Fabp7 shows strong binding affinity for the fatty acid DHA (disrupted DHA metabolism has been implicated in schizophrenia), and is required to maintain stem and progenitor cell populations in the developing rat cortex. It also participates in NMDA-mediated neuron signaling—which influences both PPI response and schizophrenia. Watanabe et al. used several experimental approaches to explore the gene's functional link to PPI.
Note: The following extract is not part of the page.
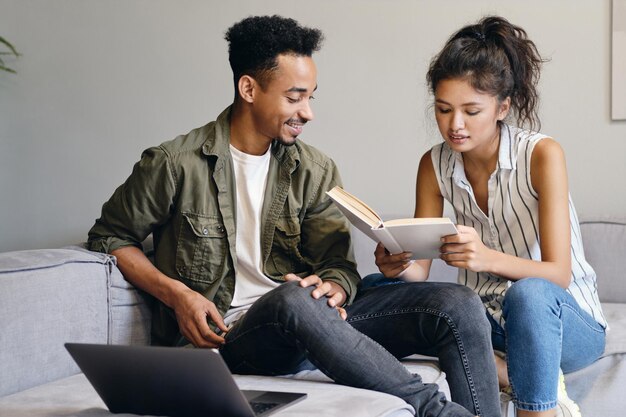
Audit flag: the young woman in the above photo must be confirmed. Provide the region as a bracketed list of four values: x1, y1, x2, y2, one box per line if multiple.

First, they examined the gene's transcript levels in the C3 and B6 mouse strains across different brain regions at discrete developmental time points: C3 animals (which had the lowest PPI response) had higher Fabp7 expression levels, with just a few exceptions (including the premature frontal cortex). By generating “knockout” mice with no functional Fabp7 proteins, they demonstrated a link between Fabp7 and reduced PPI and startle response latency. Young knockout mice also showed a marked reduction both in the number of embryonic stem and progenitor cells and in the number of proliferating cells, suggesting that Fabp7 disrupts new brain cell production. By performing what's known as a “complementation test,” the researchers provided evidence for Fabp7 as one of the genes responsible for the PPI–QTL signal on Chromosome 10. And when they analyzed tissue from the brains of deceased patients with schizophrenia and normal individuals, they found increased Fabp7 transcript levels in the affected tissue.
Taken together, these results indicate that Fabp7 is responsible for differences in the animals' PPI responses and that the gene plays a vital role in brain development. Given the link between in utero malnutrition and increased risk for schizophrenia, the researchers reason that dysregulation of Fabp7 and lipid metabolism during development may cause long-term changes in gene expression, explaining an excess of Fabp7 in the schizophrenic cortex. Whether Fabp7 operates alone or with other genes on Chromosome 10 must be explored in future studies. And while no methods to prevent schizophrenia exist, the researchers recommend designing cohort studies to find out whether supplementing the diets of pregnant mothers in high-risk families with DHA proves beneficial.